フランクはエンリケの腕を掴むと、走り出した。

「えっ、君、どこに行くのさ」

「いいから」

二人は屋敷の外に出て、裏口からまた入った。誰もいない廊下をこそこそと走りぬけてやがて一つの壁の前にたどりつく。タペストリーと、小さな肖像画が掛けられているだけで、エンリケには何の変哲も無いように思われた。

「エンリケ、タペストリーを持ち上げてくれよ」

「え、うん」

言われたとおりにすると、フランクがその下にもぐりこんだ。何をしているのかとエンリケは覗き込む。
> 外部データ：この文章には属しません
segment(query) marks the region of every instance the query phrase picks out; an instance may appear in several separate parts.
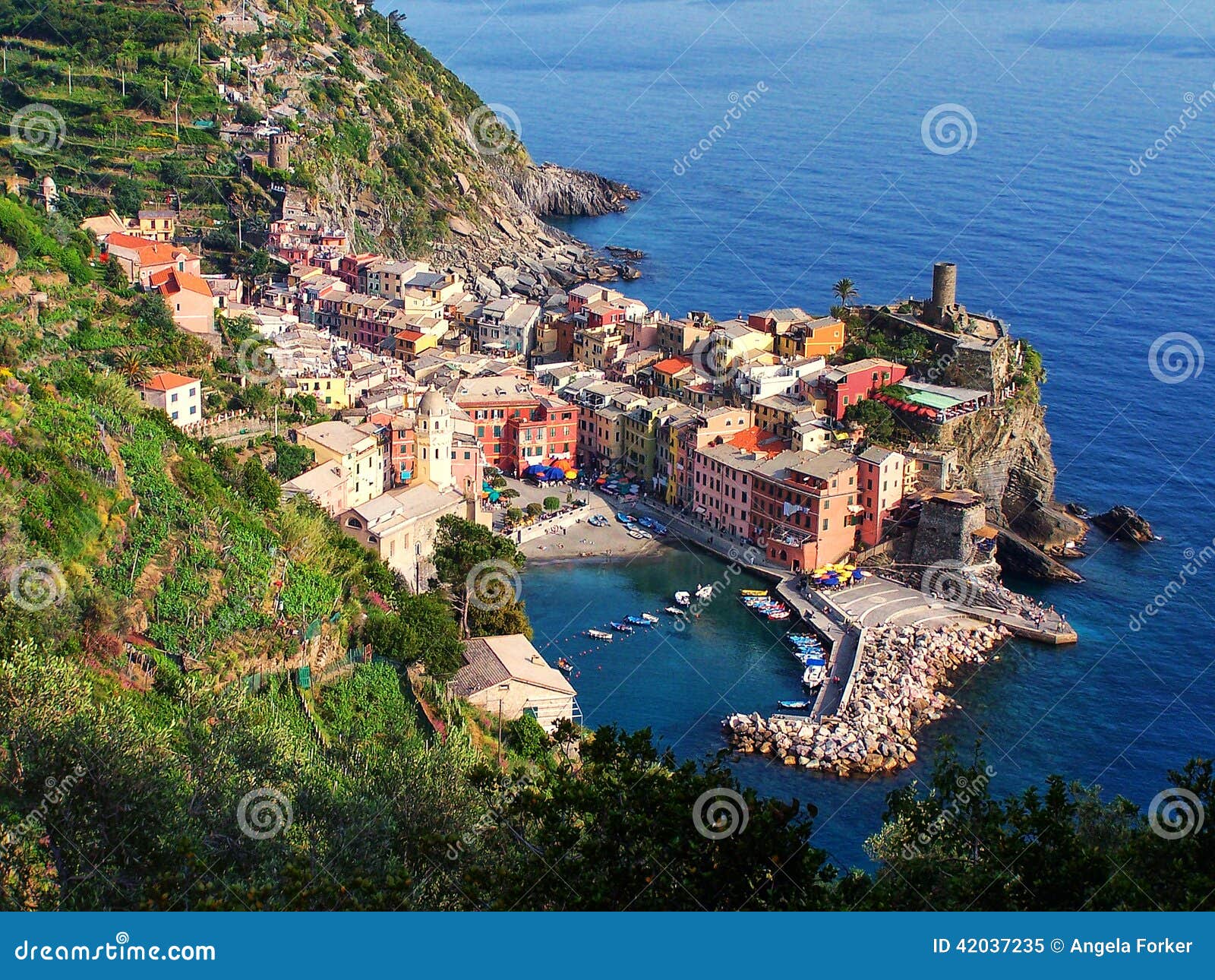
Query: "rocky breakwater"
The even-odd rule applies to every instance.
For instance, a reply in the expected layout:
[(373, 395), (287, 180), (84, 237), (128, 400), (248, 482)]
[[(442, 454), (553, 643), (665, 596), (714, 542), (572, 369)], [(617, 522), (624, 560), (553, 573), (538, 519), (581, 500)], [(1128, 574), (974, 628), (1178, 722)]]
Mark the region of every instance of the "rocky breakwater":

フランクが「誰にも言うなよ」と念を押して、壁に右手を押し当てた。

 すると肖像画の人物が動き、背中で隠していた扉の絵を二人に見せた。

がっこん

壁の一部が向こう側にへこみ、くるりと回転した。隠し扉になっていたのだ。

「す、すごい」

「だろ。魔法で子供だけ入れるようになってる。何代か前の当主が作ったらしいんだけど」

少年達は目を輝かせながら扉をくぐった。その先は急な登り階段になっている。

「あれ、でもフランクはもう十五歳でしょ?」

「僕が生まれたのは真夜中だ。だからまだセーフさ」

階段を登りきったところには小さな部屋があった。

「ここはちょうど大広間の真上なんだ。床板の隙間から下が見えるだろう」

「本当?」

試しに床にはいつくばって白く光る線に目を押し当てると、たしかに大広間で談笑している人々や山積みにされた贈り物なんかが見える。

「すごいな。こんな部屋があったなんて」

「最近知ったんだけどね。でもじきに僕は入れなくなってしまうから、お前に教えておこうと思ってさ」

エンリケは思わず感動してしまった。が、あるものを思い出す。

「そうだ。君に渡すものがあるんだ」

エンリケはくだんの箱を出すと、フランクに渡した。

「魔法道具なんだ。そのうち役に立つと思うけど……」

フランクは箱を開けた。

「腕輪、だな。アクセサリーか?」

エンリケはふるふると首を振った。

「それは……そうだね、『虫の腕輪』とでも言っておこうかな」

フランクは目を点にする。まったく訳が分からないようだ。

「あれか?虫よけの腕輪とかなのか?」

「違うよ。まあとにかく、王都に行く旅に持っていってくれたら嬉しいな」

「……分かった。お前がそう言うなら」

秘密部屋には、今まで忍び込んできた子供達の落書きや、置き忘れられた玩具や本などが散らかっている。

「何人ここに来たんだろう」

「さあ……」

 時計の鐘がゴーン、ゴーン、ゴーン……と鳴り響いた。

「そろそろ戻らないとな」

二人は再び急な階段を降り、ざわざわした人ごみの中に戻った。